The "Mini" facelift is designed to soften the nasolabial fold (the cheek tissue next to the nose and upper lip), eliminate jowling (fullness at the jaw line near the chin) and to a lesser extent tighten the neck area. Patients with jowling and loose skin but very little fat accumulation under the chin are usually excellent candidates for a "mini" facelift.
Some patients elect to treat these changes "pre-emptively" as they are just beginning to occur (mid-30's to mid-40's), while others become more motivated to undergo lifting procedures after changes are more readily apparent in the cheek and neck (late 40's and beyond).
Aside from effective softening of the nasolabial fold, elimination of jowling and improving the neck area the "mini" facelift:
As we age, the structures that support the face and neck soft tissues also weaken over time with increasing prominence of the nasolabial fold, jowls (with squaring of the jaw line) and "extra" tissue under the chin (sometimes contributing to a so-called double chin or turkey neck).
Medical evaluation for a "mini" facelift: Important considerations include, but are not limited to previous surgery, smoking history, facial nerve function, chin position, earlobe size and shape, configuration of neck fullness and position of the submandibular salivary glands.
Patients who have previously undergone facelift surgery are usually good candidates for a secondary (revision or tuck-up) facelift procedure. The revision or tuck-up procedure may require more formal lifting techniques or techniques usually employed during a "mini" facelift. Current physical findings determine which procedure is best for a given patient.
Smoking has a number of negative effects on the wound healing process. The main concern relates to diminished oxygenation of the tissues that results from both decreased oxygen-carrying capacity of the blood and impaired blood flow to tissues through damaged blood vessels. Individuals who smoke regularly are at increased risk for impaired wound healing after surgery. We strongly encourage individuals motivated to undergo facial plastic surgery to stop smoking for 2 weeks before and 2 weeks after surgery if not altogether.
The position of the temporal tuft of hair should be a consideration in your surgeon's planning for the "mini" facelift. The temporal tuft is typically elevated (moved up) to a certain extent during formal facelift surgery. It may not be advisable to further elevate the temporal tuft in patients undergoing secondary (revision or tuck-up) facelift procedures. Fortunately, an alternative technique exists (hairline or trichophytic approach) that allows for maintaining the position of the temporal tuft. While the peri-temporal incision is not hidden completely within the hair, visibility of the incision is minimized by meticulous surgical technique that enables hair growth through the thin suture line after surgery.

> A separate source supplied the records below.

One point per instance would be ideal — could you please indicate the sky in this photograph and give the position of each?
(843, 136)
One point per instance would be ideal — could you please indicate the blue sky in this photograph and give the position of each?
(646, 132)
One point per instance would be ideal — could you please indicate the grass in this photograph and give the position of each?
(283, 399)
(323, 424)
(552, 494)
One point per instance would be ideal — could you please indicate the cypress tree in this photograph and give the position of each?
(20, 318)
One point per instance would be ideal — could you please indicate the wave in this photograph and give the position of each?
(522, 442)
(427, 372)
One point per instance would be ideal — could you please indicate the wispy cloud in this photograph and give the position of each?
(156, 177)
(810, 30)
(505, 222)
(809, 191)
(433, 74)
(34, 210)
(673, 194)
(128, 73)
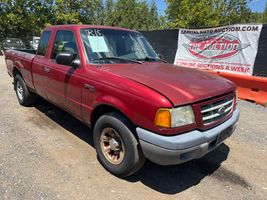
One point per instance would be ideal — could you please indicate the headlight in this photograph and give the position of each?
(172, 118)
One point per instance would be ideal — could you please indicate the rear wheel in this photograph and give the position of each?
(117, 148)
(25, 97)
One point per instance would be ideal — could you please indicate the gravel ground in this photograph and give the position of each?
(47, 154)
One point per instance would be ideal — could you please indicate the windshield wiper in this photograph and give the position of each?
(152, 59)
(118, 58)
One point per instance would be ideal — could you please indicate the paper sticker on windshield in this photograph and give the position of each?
(98, 44)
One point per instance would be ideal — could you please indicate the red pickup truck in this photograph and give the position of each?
(137, 106)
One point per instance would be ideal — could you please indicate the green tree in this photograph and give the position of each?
(264, 15)
(206, 13)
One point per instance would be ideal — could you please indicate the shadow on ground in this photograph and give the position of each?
(164, 179)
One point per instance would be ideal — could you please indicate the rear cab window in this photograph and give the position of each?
(64, 42)
(44, 43)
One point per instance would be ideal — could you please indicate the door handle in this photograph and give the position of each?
(47, 69)
(89, 87)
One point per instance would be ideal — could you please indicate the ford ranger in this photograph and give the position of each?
(138, 106)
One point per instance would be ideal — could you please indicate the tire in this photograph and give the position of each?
(130, 157)
(25, 97)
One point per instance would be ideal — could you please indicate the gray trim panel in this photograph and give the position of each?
(186, 140)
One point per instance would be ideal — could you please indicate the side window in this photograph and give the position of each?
(64, 42)
(43, 43)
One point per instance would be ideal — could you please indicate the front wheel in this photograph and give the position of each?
(117, 148)
(25, 97)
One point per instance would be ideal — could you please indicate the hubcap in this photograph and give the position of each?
(112, 146)
(20, 90)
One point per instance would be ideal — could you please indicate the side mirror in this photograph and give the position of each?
(161, 56)
(65, 58)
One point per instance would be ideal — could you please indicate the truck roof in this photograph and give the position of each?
(79, 26)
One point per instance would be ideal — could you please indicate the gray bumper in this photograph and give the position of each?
(170, 150)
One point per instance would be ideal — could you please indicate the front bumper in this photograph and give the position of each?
(171, 150)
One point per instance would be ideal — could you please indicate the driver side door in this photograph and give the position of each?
(64, 87)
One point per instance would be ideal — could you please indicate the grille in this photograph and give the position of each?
(217, 110)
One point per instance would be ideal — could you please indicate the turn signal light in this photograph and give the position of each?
(163, 118)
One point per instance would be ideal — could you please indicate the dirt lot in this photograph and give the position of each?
(47, 154)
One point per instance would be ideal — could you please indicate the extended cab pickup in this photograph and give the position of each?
(138, 106)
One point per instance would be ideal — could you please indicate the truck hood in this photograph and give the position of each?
(179, 84)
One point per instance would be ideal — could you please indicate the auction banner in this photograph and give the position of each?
(229, 49)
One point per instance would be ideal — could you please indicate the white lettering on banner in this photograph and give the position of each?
(230, 48)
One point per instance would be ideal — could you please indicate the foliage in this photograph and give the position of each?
(27, 18)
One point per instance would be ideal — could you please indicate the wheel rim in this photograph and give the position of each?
(112, 146)
(20, 91)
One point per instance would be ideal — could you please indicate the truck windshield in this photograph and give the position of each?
(106, 46)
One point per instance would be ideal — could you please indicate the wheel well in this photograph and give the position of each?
(103, 109)
(16, 72)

The facial nerve exits through a small opening in the bone below the ear canal and travels through the parotid salivary gland en route to the various muscles of facial expression (muscles that control movement of the face). Different branches of the nerve control movement of the brows, enhance eye closure and control movement of the cheeks and lips as well as activity of the sheet-like muscle in the neck (platysma). While the various branches of the facial nerve are relatively close to the "action" during a face and neck lift, it is not common for branches of the facial nerve to be injured during these procedures. If weakness does occur in a particular area (e.g. forehead) it is usually temporary.
Results in the neck and lower cheek areas are sometimes improved through identification and treatment of unfavorable chin position. Adding length to a short chin (through placement of a chin implant) can dramatically improve the results of the lifting procedures.
The earlobes tend to enlarge in width and/or length with the aging process. Earlobe reduction can easily be performed at the time of temple-cheek-neck lift. If the patient wears earrings, the previous piercing site is usually removed during the procedure. Re-piercing of the earlobe is usually done 8 weeks following surgery.
The "mini' facelift does not involve an incision under the chin or neck contouring. In some cases, neck contouring can be added or done with a "mini" facelift, however.
The submandibular salivary glands may become prominent in certain individuals with advancing age such that a bulge is visible just below the jaw line on either side. The submandibular salivary glands are not usually removed for cosmetic reasons.
The initial recovery period for "mini" facelift or any type of facial plastic surgery is 1 week. Any sutures or clips placed during surgery are removed on or before the 7th day after surgery. Mild swelling of the cheeks and upper neck is common following surgery. The swelling diminishes rapidly over the first and second week following surgery. It is common for patients to develop some bruising following surgery. While the bruising diminishes gradually over several weeks following surgery, the healing process (including resolution of bruising) can be enhanced significantly through the use of platelet rich gel.